Von der neuen Schwimmhalle aus ist durch eine Fassadenöffnung eine direkte Verbindung in die bestehende Schwimmhalle ermöglicht. An dieser zentralen Stelle wurde ein neuer Regieraum positioniert, von dem aus alle Wasserflächen einsehbar sind.
Konstruktion
Das Tragwerk, die Dachkonstruktion und die Fassaden der Schwimmhalle sind in Holzbauweise ausgeführt. Vorgefertigte orthogonale Rahmen aus Brettschichtholzbinder
sind sichtbar in den Hallenbaukörper eingestellt. Der Anschluss der Holzstützen an den Binder erfolgt gelenkig über eine im Holz versenkte Stahlkonstruktion, aufwendige Rahmenknoten können somit entfallen. Zwischen den Hauptträgern sind Zwischenträger mit einer kleineren Bauhöhe eingebaut. Im Endzustand sind sie in den regelmäßig gelochten, weiß lasierten Dreischichtplatten der Akustikdecke integriert. Die Dachschalung aus Baufurnierplatten bildet den Dachaufbau des wärmegedämmten und extensiv begrünten Flachdaches aus.

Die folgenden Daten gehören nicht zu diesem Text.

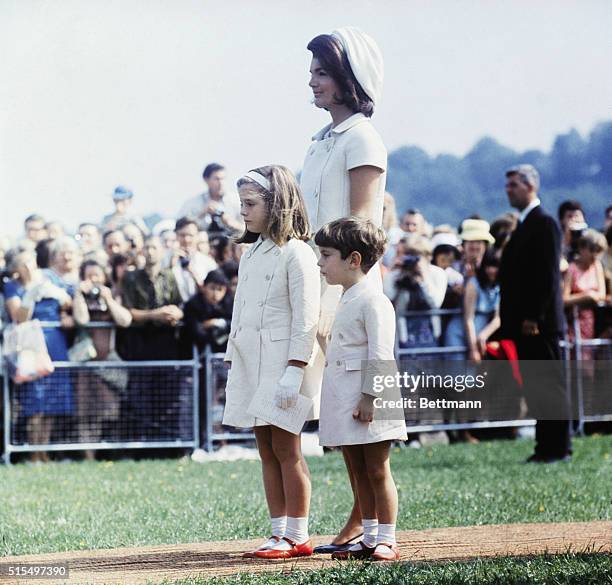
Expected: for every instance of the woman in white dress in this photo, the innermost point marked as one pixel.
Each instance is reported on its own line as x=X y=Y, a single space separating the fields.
x=344 y=173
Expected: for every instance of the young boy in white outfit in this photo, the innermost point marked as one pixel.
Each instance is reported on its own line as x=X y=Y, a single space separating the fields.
x=363 y=333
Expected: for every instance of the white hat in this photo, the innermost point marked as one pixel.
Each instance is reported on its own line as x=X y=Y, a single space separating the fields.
x=365 y=59
x=164 y=225
x=444 y=239
x=473 y=230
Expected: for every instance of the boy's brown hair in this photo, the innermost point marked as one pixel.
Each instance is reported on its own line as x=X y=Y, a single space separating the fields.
x=354 y=234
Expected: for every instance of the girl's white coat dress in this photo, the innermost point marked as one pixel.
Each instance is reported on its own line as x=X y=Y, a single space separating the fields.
x=364 y=329
x=274 y=320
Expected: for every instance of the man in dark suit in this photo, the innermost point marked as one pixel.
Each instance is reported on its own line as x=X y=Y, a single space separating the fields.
x=531 y=312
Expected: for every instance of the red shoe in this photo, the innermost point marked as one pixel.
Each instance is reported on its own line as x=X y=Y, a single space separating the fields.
x=344 y=555
x=385 y=555
x=296 y=550
x=251 y=553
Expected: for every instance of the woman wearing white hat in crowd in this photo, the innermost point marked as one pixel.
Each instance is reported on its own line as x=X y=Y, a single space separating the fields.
x=344 y=172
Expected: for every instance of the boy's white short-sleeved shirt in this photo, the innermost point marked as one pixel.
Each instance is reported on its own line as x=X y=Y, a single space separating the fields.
x=363 y=333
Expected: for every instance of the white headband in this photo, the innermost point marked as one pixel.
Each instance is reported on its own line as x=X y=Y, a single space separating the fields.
x=259 y=179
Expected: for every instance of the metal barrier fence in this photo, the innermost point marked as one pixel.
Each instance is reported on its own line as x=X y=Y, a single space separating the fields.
x=101 y=405
x=157 y=402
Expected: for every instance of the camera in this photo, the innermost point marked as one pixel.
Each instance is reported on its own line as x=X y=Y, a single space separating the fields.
x=94 y=293
x=410 y=262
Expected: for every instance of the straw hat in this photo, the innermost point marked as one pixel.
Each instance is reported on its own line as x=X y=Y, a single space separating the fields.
x=476 y=230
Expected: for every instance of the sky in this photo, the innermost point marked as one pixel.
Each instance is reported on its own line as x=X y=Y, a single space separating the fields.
x=144 y=93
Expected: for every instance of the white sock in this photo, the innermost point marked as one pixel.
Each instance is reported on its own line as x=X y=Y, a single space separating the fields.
x=386 y=534
x=279 y=525
x=297 y=529
x=370 y=531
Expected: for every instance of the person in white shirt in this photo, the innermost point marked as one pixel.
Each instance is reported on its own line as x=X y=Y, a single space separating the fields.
x=363 y=332
x=417 y=285
x=344 y=171
x=215 y=210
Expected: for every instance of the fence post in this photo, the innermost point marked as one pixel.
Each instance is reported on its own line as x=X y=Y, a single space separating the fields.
x=196 y=396
x=7 y=414
x=579 y=387
x=209 y=396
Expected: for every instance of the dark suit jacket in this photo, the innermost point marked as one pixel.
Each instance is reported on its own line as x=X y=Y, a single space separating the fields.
x=530 y=277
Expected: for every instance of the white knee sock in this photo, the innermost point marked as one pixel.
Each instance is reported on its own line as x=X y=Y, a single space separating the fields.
x=370 y=532
x=279 y=525
x=297 y=529
x=386 y=534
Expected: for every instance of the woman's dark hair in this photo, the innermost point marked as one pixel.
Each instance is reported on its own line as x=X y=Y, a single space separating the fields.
x=43 y=253
x=230 y=269
x=85 y=265
x=489 y=259
x=332 y=57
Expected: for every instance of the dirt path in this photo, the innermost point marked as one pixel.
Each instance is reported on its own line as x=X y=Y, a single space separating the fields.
x=173 y=562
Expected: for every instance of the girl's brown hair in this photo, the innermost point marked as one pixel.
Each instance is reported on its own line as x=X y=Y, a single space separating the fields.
x=287 y=218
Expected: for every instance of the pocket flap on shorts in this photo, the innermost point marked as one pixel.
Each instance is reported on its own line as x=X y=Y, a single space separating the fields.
x=354 y=364
x=280 y=333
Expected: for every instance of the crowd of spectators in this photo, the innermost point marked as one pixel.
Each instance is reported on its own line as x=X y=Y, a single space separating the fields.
x=146 y=279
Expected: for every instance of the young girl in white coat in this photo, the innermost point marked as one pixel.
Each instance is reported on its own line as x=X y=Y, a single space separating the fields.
x=274 y=325
x=363 y=332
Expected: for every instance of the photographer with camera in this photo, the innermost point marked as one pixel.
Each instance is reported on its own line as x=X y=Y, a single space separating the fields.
x=416 y=285
x=215 y=211
x=188 y=264
x=97 y=399
x=573 y=225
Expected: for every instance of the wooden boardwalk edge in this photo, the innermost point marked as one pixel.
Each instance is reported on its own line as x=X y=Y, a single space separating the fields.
x=222 y=558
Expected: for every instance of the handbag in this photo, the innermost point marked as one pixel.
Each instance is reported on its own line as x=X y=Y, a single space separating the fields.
x=26 y=353
x=116 y=378
x=83 y=348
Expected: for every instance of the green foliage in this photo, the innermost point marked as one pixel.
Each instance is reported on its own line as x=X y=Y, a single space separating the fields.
x=447 y=188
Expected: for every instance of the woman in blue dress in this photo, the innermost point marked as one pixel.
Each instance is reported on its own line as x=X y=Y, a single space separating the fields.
x=44 y=295
x=480 y=317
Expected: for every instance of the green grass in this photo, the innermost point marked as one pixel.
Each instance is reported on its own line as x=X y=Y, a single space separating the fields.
x=546 y=569
x=73 y=506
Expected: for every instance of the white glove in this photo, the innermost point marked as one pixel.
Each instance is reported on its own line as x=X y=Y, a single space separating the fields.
x=289 y=387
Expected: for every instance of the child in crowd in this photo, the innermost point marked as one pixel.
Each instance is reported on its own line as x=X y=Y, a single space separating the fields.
x=208 y=313
x=585 y=283
x=364 y=329
x=274 y=324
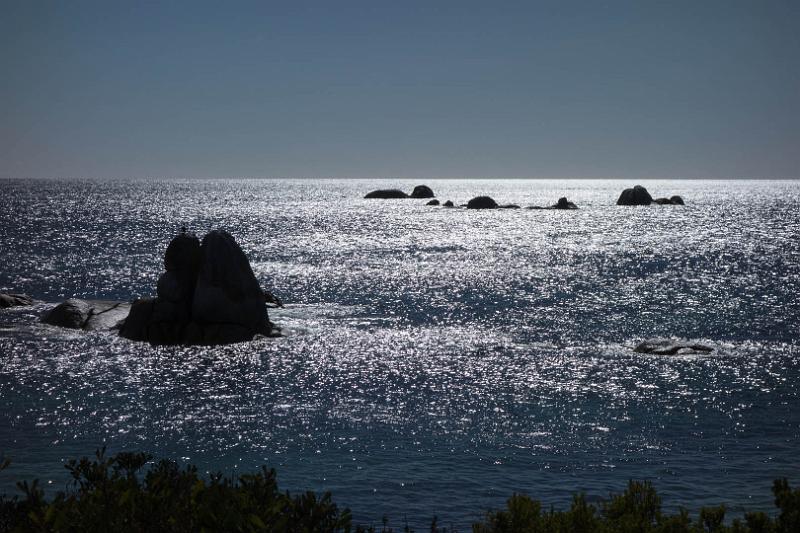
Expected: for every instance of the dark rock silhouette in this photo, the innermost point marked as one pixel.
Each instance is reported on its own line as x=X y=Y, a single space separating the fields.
x=89 y=315
x=482 y=202
x=272 y=300
x=563 y=203
x=209 y=295
x=227 y=291
x=422 y=191
x=671 y=347
x=674 y=200
x=14 y=300
x=386 y=194
x=638 y=195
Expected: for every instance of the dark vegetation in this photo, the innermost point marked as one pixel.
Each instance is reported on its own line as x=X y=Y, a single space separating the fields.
x=118 y=494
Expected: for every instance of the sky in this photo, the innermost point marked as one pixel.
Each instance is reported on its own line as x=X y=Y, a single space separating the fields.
x=562 y=89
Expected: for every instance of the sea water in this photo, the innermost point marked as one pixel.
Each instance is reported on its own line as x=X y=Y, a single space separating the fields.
x=434 y=360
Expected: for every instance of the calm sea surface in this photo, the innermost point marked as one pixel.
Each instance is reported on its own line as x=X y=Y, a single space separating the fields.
x=435 y=360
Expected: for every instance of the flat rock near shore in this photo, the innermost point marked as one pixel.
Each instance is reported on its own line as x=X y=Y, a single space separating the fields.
x=88 y=315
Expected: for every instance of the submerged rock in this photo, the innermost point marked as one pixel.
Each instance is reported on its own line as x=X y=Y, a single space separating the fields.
x=482 y=202
x=637 y=195
x=89 y=315
x=422 y=191
x=671 y=347
x=386 y=194
x=563 y=203
x=14 y=300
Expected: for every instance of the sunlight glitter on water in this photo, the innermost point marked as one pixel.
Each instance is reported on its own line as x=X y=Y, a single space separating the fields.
x=440 y=359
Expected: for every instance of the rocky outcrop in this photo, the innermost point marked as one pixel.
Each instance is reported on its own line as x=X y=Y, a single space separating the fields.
x=673 y=200
x=208 y=295
x=563 y=203
x=671 y=347
x=482 y=202
x=637 y=195
x=14 y=300
x=422 y=191
x=386 y=194
x=88 y=315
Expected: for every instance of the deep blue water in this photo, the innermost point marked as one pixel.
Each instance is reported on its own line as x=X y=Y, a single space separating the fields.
x=435 y=360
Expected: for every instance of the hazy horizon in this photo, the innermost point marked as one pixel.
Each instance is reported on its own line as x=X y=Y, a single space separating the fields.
x=538 y=90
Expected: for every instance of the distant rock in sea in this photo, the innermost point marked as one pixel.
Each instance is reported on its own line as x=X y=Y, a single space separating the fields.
x=482 y=202
x=671 y=347
x=386 y=194
x=674 y=200
x=14 y=300
x=637 y=195
x=88 y=315
x=422 y=191
x=562 y=203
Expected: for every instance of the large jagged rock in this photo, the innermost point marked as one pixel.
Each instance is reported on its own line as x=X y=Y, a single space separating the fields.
x=208 y=295
x=14 y=300
x=88 y=315
x=671 y=347
x=422 y=191
x=563 y=203
x=227 y=291
x=637 y=195
x=386 y=194
x=482 y=202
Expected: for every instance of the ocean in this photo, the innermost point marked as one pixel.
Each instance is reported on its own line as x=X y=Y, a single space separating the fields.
x=435 y=360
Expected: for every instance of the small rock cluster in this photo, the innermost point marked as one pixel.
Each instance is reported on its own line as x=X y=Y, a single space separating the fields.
x=208 y=295
x=14 y=300
x=420 y=191
x=638 y=195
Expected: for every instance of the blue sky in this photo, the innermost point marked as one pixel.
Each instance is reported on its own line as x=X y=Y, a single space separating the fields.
x=697 y=89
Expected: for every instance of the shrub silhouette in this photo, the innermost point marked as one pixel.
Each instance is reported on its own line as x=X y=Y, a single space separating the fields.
x=118 y=494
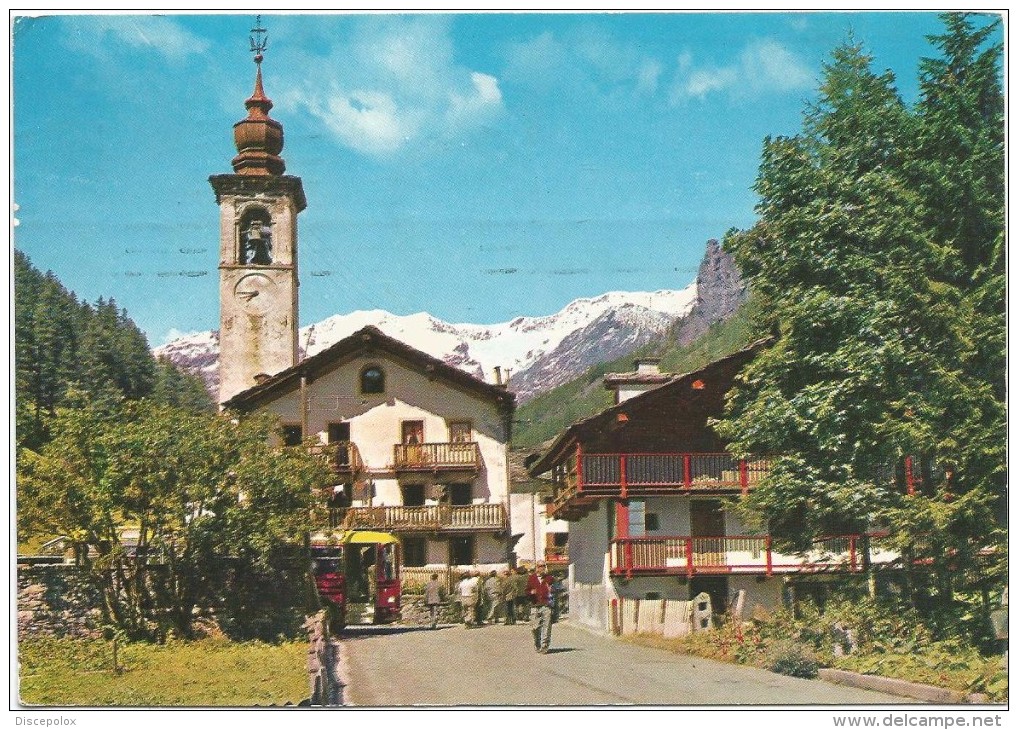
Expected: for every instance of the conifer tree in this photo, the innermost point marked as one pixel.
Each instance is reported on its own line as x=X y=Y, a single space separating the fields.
x=880 y=250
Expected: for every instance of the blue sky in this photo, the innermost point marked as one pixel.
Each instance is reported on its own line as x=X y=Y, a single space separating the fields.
x=474 y=166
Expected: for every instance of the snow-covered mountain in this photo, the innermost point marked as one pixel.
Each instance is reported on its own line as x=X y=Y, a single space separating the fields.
x=541 y=352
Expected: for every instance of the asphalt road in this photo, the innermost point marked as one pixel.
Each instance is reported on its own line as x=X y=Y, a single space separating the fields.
x=452 y=666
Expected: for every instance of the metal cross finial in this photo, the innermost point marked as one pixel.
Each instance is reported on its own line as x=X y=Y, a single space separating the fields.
x=260 y=41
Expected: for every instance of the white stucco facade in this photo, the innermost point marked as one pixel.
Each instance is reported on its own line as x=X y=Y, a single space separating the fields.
x=447 y=413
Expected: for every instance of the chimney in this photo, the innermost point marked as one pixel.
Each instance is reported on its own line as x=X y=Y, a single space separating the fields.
x=647 y=366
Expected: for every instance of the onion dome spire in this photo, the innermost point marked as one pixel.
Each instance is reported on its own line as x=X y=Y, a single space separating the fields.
x=259 y=139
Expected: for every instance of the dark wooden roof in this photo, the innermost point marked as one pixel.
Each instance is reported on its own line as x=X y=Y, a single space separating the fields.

Die Außenhaut wurde in einer durchgängigen Bekleidung in senkrechter Lattung aus gehobeltem Tannenholz und offenen Fugen als wärmegedämmte, hinterlüftete Fassade mit einer Holzunterkonstruktion ausgeführt. Die Lattung wurde mit einem Lasursystem behandelt. Durch die 3-Scheiben-Isolierverglasungen werden die Wärmeverluste des Hallenbades minimiert. Der außenliegenden Sonnen- und Blendschutz der Ostseite und die Reduzierung der Verglasung auf ein „Schwimmerfensterband“ der Südseite sorgen für ein angenehmes Raumklima.
Material- und Farbkonzept
Die Materialwahl im Gebäudeinneren ist bewusst reduziert gehalten. Die gestaltgebende weiß lasierte Holzuntersicht der gelochten Akustikdecke wird durch die Sichtbetonwandflächen und die weißen Feinsteinzeugfliesen in der Schwimmhalle ergänzt.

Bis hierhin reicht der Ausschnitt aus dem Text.